College recruiting information
| Name | Hometown | School | Height | Weight | Commit date |
| Alex O'Connell SG | Milton, GA | Milton High School | 6 ft 6 in (1.98 m) | 170 lb (77 kg) | Aug 26, 2016 |
Recruit ratings: Scout: Rivals: 247Sports: ESPN: (83)
Overall recruit ranking: Rivals: 58 247Sports: 65 ESPN: 87
Note: In many cases, Scout, Rivals, 247Sports, On3, and ESPN may conflict in their listings of height and weight.; In these cases, the average was taken. ESPN grades are on a 100-point scale.; Sources: "Duke 2017 Basketball Commitments". Rivals. Retrieved March 9, 2021.; "2017 Duke Blue Devils Recruiting Class". ESPN. Retrieved March 9, 2021.; "2017 Team Ranking". Rivals. Retrieved March 9, 2021.;

==College career==
===Duke (2017–2020)===
In his freshman season at Duke, O'Connell averaged 3.3 points and 1.4 rebounds per game playing behind Grayson Allen. As a sophomore, O'Connell saw more minutes and became a key reserve player for the 2018-19 team where he averaged 5.9 points and 2.3 rebounds per game. In his Junior season, O'Connell appeared in 29 games averaging 5.2 points, 2.2 rebounds while shooting 40% from the field and 27% from 3-point range.

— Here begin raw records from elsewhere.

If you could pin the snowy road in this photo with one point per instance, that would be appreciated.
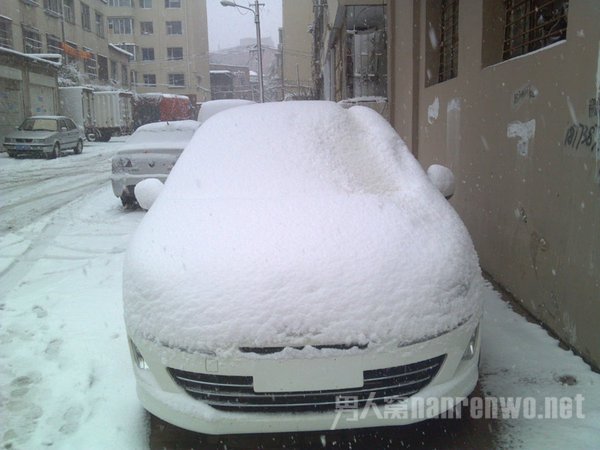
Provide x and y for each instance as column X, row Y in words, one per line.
column 65, row 375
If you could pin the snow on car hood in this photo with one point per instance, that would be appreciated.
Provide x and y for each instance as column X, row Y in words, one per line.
column 160, row 136
column 298, row 223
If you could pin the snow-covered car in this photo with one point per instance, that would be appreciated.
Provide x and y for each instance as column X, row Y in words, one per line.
column 46, row 136
column 297, row 266
column 150, row 152
column 212, row 107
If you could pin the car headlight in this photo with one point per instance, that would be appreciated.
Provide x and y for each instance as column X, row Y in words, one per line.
column 139, row 360
column 471, row 346
column 119, row 164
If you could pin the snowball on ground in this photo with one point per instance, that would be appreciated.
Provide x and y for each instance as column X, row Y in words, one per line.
column 442, row 178
column 147, row 191
column 298, row 223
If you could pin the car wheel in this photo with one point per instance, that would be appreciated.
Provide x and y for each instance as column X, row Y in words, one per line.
column 79, row 147
column 129, row 201
column 55, row 152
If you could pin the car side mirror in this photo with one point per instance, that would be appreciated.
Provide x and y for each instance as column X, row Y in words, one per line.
column 147, row 191
column 442, row 178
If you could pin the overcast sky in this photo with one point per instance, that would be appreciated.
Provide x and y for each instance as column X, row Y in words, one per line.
column 227, row 25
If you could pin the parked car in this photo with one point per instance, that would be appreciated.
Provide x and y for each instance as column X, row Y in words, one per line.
column 45, row 136
column 150, row 152
column 298, row 265
column 212, row 107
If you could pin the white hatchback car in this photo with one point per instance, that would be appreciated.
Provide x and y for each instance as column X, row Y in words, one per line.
column 300, row 264
column 150, row 152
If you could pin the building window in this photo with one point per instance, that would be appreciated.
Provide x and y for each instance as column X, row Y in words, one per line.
column 53, row 44
column 175, row 53
column 69, row 11
column 32, row 42
column 176, row 80
column 121, row 25
column 147, row 27
column 90, row 64
column 448, row 40
column 113, row 71
column 149, row 79
column 174, row 27
column 131, row 48
column 121, row 3
column 99, row 24
column 124, row 77
column 85, row 17
column 533, row 24
column 70, row 52
column 52, row 7
column 6, row 32
column 147, row 54
column 102, row 68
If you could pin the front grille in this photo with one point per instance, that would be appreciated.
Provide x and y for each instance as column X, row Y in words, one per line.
column 236, row 393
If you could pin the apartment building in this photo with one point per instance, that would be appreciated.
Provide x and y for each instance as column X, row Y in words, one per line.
column 168, row 41
column 74, row 29
column 142, row 45
column 506, row 94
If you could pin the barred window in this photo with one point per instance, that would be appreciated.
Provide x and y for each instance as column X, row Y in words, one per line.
column 148, row 54
column 69, row 11
column 53, row 44
column 90, row 64
column 32, row 41
column 533, row 24
column 99, row 24
column 448, row 40
column 176, row 80
column 150, row 79
column 147, row 27
column 53, row 7
column 174, row 52
column 174, row 27
column 121, row 25
column 85, row 17
column 6, row 32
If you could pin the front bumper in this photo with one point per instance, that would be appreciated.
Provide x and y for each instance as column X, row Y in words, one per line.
column 164, row 397
column 123, row 184
column 18, row 149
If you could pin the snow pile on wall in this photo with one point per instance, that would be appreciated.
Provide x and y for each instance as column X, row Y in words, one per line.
column 298, row 223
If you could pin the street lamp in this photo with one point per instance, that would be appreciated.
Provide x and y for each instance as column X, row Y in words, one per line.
column 256, row 12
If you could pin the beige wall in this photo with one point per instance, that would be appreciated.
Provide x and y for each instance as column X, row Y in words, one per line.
column 194, row 41
column 532, row 205
column 297, row 46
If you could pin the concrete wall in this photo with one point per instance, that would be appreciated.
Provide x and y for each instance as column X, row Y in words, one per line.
column 522, row 139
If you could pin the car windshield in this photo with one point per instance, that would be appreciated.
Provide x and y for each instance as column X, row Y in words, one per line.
column 39, row 125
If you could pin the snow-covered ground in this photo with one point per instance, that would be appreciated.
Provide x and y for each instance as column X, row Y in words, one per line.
column 65, row 374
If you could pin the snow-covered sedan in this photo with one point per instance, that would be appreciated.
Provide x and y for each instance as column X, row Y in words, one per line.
column 300, row 271
column 46, row 136
column 150, row 152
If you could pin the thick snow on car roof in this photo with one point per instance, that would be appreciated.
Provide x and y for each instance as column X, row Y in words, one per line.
column 298, row 223
column 172, row 134
column 212, row 107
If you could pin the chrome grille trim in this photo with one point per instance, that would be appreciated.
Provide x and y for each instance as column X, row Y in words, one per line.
column 236, row 393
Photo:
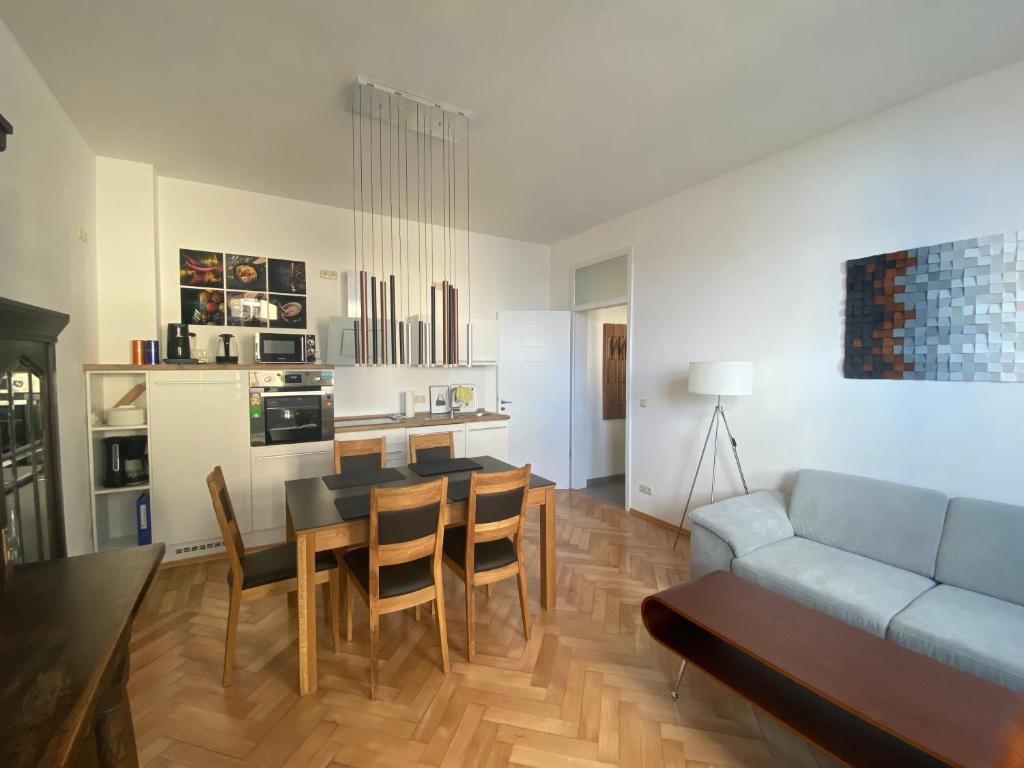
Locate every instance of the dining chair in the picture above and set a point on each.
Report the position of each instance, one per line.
(481, 552)
(269, 570)
(401, 565)
(431, 446)
(358, 456)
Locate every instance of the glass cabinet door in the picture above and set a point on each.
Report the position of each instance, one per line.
(25, 461)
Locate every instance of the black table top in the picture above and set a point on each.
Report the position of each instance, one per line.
(64, 624)
(311, 503)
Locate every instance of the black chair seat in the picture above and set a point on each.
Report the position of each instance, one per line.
(486, 555)
(276, 564)
(394, 580)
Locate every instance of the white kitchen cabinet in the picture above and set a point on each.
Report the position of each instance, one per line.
(458, 430)
(487, 438)
(272, 466)
(198, 420)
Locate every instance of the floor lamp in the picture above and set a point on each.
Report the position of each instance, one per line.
(720, 380)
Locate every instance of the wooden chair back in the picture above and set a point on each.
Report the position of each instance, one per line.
(358, 456)
(406, 523)
(431, 446)
(497, 508)
(224, 511)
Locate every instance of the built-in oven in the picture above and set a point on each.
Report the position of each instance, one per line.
(287, 407)
(276, 347)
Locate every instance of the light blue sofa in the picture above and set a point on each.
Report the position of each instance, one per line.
(941, 578)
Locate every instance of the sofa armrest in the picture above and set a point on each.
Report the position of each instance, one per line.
(747, 522)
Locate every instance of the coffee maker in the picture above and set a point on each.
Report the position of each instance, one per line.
(126, 461)
(178, 345)
(228, 345)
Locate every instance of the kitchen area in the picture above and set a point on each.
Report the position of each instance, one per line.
(158, 428)
(325, 338)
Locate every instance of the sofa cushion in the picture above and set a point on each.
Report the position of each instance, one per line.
(973, 632)
(982, 549)
(854, 589)
(747, 522)
(896, 524)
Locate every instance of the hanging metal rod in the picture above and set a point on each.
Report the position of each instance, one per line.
(431, 110)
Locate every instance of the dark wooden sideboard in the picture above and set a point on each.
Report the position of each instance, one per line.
(64, 658)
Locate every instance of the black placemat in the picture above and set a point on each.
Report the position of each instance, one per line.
(458, 491)
(351, 479)
(443, 466)
(353, 507)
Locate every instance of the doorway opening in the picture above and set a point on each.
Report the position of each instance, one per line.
(601, 379)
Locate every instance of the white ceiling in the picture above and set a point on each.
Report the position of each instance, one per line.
(586, 109)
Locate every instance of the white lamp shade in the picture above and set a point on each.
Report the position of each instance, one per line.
(721, 378)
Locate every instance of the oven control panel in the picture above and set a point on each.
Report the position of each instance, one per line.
(261, 379)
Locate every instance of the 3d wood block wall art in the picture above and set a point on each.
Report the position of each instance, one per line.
(948, 312)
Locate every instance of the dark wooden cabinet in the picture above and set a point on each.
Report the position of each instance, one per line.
(30, 467)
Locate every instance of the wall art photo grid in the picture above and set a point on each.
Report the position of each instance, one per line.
(952, 311)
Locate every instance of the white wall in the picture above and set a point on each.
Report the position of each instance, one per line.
(505, 273)
(599, 444)
(750, 266)
(47, 190)
(126, 253)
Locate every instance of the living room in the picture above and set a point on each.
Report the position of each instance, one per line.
(754, 164)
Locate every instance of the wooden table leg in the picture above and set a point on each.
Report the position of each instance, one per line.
(290, 538)
(305, 558)
(114, 732)
(548, 576)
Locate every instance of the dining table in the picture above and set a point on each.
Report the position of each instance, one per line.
(318, 518)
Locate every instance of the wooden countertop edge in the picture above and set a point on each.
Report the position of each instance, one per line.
(416, 421)
(114, 367)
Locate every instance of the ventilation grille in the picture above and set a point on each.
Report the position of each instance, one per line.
(186, 550)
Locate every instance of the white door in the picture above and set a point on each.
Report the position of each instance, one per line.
(534, 388)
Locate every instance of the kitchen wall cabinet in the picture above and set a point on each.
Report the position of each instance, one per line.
(272, 465)
(487, 438)
(199, 420)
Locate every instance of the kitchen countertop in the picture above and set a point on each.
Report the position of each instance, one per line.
(343, 423)
(208, 367)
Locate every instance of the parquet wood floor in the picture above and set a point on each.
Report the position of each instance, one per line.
(590, 689)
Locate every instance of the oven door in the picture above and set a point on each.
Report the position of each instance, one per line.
(281, 347)
(283, 418)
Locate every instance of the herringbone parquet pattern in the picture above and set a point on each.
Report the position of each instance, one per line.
(589, 689)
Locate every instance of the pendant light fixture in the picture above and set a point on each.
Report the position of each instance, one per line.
(389, 171)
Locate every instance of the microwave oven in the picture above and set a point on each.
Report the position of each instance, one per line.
(274, 347)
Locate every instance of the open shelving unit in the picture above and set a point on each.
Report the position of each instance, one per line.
(114, 522)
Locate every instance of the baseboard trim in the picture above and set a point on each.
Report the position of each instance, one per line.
(607, 479)
(657, 521)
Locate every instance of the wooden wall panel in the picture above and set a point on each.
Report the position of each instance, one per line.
(613, 371)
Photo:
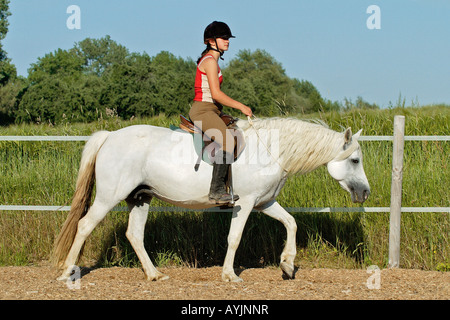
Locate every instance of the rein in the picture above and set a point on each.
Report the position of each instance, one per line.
(250, 121)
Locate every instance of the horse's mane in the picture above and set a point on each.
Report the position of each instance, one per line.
(303, 145)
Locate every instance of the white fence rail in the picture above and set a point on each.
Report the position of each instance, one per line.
(395, 209)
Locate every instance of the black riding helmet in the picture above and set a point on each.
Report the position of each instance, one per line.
(215, 30)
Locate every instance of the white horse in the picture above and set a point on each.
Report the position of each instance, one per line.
(140, 162)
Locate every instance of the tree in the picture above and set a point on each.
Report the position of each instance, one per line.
(100, 54)
(259, 81)
(59, 90)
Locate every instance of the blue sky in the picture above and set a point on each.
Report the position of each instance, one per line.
(326, 42)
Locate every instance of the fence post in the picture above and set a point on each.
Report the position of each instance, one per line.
(396, 191)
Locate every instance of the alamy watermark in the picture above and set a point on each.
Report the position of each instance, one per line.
(374, 281)
(374, 20)
(74, 20)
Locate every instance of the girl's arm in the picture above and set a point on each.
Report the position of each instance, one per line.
(211, 70)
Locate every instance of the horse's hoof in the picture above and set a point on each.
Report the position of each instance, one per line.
(233, 278)
(159, 277)
(288, 270)
(63, 278)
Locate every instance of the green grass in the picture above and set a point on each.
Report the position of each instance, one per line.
(44, 173)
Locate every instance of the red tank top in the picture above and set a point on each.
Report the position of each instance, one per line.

===Creighton (2021–2022)===
On April 8, 2020, O'Connell transferred to Creighton. On January 19, 2022, O'Connell scored 28 points and 7 rebounds in a 87–64 win against St. John's. On February 14, 2022, O'Connell scored 27 points and 3 rebounds in a 88–77 victory over Georgetown.

==Professional career==
===Stockton Kings (2022–2023)===
After going undrafted in the 2022 NBA draft, O'Connell signed with the Sacramento Kings on October 14, 2022, but was waived the next day. On October 24, he joined the Stockton Kings.

===Umana Reyer Venezia (2023–2024)===
On July 20, 2023, O'Connell signed with Umana Reyer Venezia of the Lega Basket Serie A.

===Westchester Knicks (2024–2025)===
On October 2, 2024, O'Connell signed with the New York Knicks, but was waived on October 9. On October 28, he joined the Westchester Knicks.

===ALBA Berlin (2025–present)===
On November 5, 2025, O'Connell signed with ALBA Berlin of Basketball Bundesliga.

==Personal life==
O'Connell's father David also played college basketball at Duke from 1973 to 1976.